Nguyễn Trọng Kiệm
Nguyễn Trọng Kiệm (1930 – 1991)
Early years
Nguyễn Trọng Kiệm was born in 1933 in Hưng Yên province, into a poor family. In 1945, his family moved to Lào Cai province, on the border with China, to find work as manual labourers. As a child, Trọng Kiệm loved art and would draw on walls. These drawings were seen by artist Nguyễn Trọng Hợp, who happened to be working for the Việt Minh (League for the Independence of Vietnam) in the region. Trọng Hợp took him under his wing and enrolled him in school, so that he would learn reading and writing. From 1946-47, Trọng Kiệm worked for the Việt Minh as communicator around Cốc Lếu, in Lào Cai province. This involved swimming along the river so as to cross the border to a safe zone in China, while carrying documents in a bamboo tube. From 1948-49, he worked in Hà Giang province, making propaganda drawings for the resistance movement against the French.
Learn more
Later years
In 1949, Nguyễn Trọng Hợp took Trọng Kiệm to meet Tô Ngọc Vân, in the hope that Trọng Kiệm would be accepted as an art student.

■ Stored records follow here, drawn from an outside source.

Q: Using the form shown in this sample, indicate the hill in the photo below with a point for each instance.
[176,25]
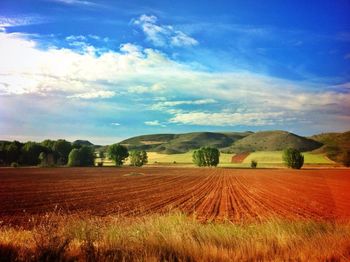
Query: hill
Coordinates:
[83,143]
[181,143]
[272,141]
[334,144]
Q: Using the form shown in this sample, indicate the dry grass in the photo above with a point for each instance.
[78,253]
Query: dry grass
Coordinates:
[172,237]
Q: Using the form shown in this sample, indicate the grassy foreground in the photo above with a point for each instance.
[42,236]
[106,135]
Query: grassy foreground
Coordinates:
[172,237]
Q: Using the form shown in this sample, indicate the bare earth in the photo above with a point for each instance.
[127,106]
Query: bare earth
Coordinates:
[218,194]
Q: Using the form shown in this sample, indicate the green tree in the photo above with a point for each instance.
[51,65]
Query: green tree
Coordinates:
[118,153]
[13,152]
[83,156]
[43,159]
[87,156]
[346,158]
[206,156]
[293,158]
[30,153]
[62,148]
[253,164]
[138,158]
[198,157]
[74,157]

Nguyễn Trọng Kiệm was admitted to study art in the Resistance School of Fine Arts in the hills of the Việt Bắc until 1954. During that period, his teachers included Trần Văn Cẩn, Nguyễn Văn Tỵ and Nguyễn Tư Nghiêm. Throughout his last year as a student, he made illustrations for a resistance newspaper. In 1955, Trọng Kiệm began teaching at the Hanoi Industrial Fine Art University, where he worked until his death in 1991. In addition to holding a teaching post, Trọng Kiệm was also respected as a successful artist. The majority of his paintings were in line with State-supported nationalistic themes. However, in his private time, he took risks in exploring subjects and styles beyond the officially acceptable boundaries of social realism and propaganda art.